Teochew Steamed Fish Recipe
Prep time
Cook time
Total time
Quick & Nutritious Teochew Steamed Fish
Serves: 3-4
  • 1 medium Whole Fish (such as seabass/white pompret/garoupa) – I ask the fishmonger to clean it for me
  • 1 inch Ginger - thinly sliced strips
  • 1-2 medium Tomato - cut to small wedges
  • 2 Dry Shiitake Mushrooms - soaked in water & sliced thinly
  • 80g salted vegetables - sliced thinly about 1cm
  • 2 Salted Plums (optional)
  • 1 tablespoon Light Soy Sauce
  • 2 tablespoon Water (adjust according to your preference)
  • Spring onions (scallions) - sliced thinly to wispy strips to garnish (optional)
Garlic Oil (Optional)
  • 2 clove Garlic - finely chopped
  • 2-3 tablespoon Cooking Oil
  1. Make two diagonal cuts along the body of the fish (the fleshy part) on both sides. Place fish in a heatproof plate (most porcelain plates are heatproof). Add water and scatter the rest of the ingredients (ginger strips, salted plums, tomatoes, remaining salted vegetables & mushrooms) over the fish and around the plate. Drizzle light soy sauce over the fish.

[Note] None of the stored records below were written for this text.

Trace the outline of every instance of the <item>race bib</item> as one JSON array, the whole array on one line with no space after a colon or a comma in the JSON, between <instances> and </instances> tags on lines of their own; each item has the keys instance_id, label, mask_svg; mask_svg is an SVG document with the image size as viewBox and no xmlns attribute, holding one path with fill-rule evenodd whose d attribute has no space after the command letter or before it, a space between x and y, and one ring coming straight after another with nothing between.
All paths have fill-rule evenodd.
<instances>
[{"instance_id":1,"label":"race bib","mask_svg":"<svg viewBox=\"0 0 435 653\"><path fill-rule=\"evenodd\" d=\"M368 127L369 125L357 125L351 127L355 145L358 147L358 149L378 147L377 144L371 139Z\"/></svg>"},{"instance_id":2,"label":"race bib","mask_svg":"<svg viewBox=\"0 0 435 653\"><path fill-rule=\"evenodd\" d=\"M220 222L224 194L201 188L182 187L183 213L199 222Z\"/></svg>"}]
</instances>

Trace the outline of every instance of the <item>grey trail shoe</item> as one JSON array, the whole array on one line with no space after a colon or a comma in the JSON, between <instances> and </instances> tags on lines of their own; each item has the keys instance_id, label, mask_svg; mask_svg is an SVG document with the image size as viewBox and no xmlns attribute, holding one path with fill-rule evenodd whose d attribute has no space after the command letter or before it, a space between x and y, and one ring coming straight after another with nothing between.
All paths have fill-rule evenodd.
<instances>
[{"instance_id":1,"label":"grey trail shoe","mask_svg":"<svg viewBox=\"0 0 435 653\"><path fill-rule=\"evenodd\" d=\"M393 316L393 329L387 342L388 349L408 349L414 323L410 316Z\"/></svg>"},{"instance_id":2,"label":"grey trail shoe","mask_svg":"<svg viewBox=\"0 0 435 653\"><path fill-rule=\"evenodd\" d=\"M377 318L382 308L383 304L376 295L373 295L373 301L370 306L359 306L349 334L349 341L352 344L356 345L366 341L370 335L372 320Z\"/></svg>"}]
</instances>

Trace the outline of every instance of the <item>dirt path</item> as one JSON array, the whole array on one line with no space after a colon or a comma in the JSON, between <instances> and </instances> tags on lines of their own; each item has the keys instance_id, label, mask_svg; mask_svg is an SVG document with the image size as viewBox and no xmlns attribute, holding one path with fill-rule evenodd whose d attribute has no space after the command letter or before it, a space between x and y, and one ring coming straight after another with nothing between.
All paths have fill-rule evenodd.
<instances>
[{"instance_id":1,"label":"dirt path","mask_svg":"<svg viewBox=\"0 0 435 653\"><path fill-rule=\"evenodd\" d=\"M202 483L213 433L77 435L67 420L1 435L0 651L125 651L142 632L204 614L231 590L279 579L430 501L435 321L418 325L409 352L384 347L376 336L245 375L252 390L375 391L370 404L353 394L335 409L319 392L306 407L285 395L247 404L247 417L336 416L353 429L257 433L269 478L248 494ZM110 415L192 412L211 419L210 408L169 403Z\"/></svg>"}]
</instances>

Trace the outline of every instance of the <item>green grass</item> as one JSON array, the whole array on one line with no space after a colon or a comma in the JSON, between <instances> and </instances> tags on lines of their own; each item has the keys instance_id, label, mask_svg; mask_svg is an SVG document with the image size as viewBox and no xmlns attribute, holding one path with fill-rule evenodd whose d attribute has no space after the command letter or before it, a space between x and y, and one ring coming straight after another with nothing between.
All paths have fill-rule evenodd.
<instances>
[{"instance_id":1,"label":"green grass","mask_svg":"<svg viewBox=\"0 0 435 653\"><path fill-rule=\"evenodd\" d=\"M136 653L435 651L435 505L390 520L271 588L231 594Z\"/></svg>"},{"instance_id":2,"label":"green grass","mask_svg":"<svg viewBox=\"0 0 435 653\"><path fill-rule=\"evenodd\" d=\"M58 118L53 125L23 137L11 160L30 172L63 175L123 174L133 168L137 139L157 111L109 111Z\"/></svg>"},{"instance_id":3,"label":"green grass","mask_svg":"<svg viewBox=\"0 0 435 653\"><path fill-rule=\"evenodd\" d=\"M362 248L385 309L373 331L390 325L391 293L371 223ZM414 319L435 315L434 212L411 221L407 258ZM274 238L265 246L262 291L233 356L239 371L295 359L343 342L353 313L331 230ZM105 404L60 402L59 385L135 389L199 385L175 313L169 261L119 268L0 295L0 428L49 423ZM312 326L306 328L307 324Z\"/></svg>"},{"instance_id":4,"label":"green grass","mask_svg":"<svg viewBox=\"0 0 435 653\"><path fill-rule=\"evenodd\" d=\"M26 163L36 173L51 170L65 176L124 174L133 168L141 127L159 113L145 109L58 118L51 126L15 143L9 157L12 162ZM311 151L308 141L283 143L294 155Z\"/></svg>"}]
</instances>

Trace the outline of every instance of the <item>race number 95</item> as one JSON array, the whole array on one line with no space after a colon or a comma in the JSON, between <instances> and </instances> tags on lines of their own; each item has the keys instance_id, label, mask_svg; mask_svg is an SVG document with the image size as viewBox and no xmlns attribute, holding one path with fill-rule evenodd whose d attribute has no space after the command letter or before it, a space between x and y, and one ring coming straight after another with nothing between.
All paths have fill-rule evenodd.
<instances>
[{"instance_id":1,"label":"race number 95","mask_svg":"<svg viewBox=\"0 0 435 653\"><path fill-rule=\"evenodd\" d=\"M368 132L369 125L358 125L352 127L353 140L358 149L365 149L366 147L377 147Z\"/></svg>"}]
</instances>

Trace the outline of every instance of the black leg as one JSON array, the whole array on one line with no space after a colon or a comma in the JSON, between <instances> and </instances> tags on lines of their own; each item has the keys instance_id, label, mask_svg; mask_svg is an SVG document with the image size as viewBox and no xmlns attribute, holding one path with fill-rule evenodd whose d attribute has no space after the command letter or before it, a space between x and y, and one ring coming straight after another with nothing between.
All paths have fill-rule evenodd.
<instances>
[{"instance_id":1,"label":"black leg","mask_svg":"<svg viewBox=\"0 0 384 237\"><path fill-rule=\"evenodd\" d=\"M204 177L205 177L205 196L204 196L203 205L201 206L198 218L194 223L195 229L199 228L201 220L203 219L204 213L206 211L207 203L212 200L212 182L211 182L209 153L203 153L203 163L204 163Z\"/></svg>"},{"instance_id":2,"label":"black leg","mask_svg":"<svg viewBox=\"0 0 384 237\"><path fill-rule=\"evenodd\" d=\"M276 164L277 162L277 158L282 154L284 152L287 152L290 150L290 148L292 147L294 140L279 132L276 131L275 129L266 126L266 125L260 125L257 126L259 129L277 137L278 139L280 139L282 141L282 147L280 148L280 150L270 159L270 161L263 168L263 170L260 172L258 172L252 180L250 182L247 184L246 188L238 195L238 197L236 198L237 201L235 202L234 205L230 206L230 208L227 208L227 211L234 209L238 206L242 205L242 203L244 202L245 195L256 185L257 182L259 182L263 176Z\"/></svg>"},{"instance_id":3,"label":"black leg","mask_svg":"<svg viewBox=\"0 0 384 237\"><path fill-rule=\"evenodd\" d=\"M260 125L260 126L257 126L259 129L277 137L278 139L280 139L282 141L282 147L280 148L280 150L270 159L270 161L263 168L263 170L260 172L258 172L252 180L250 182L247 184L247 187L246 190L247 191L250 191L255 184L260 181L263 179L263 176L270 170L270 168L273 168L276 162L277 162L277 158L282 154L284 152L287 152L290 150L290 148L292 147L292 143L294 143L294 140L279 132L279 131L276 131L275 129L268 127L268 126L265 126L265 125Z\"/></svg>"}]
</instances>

  2. Bring the water in the steamer/wok to a boil, then place the fish to steam on high heat for 10-15 minutes. Note: The bigger the fish, the longer it takes . Do not over-steam as the meat will become tough.
  3. When the fish is ready, drizzle garlic oil (Optional) and garnish with spring onions. Serve immediately with rice.
Garlic Oil (Optional)
  1. Heat cooking oil in a small pot and bring to boiling hot. Place chopped garlic in a small bowl and pour boiling hot oil over the garlic. The oil will sizzle when poured over the garlic.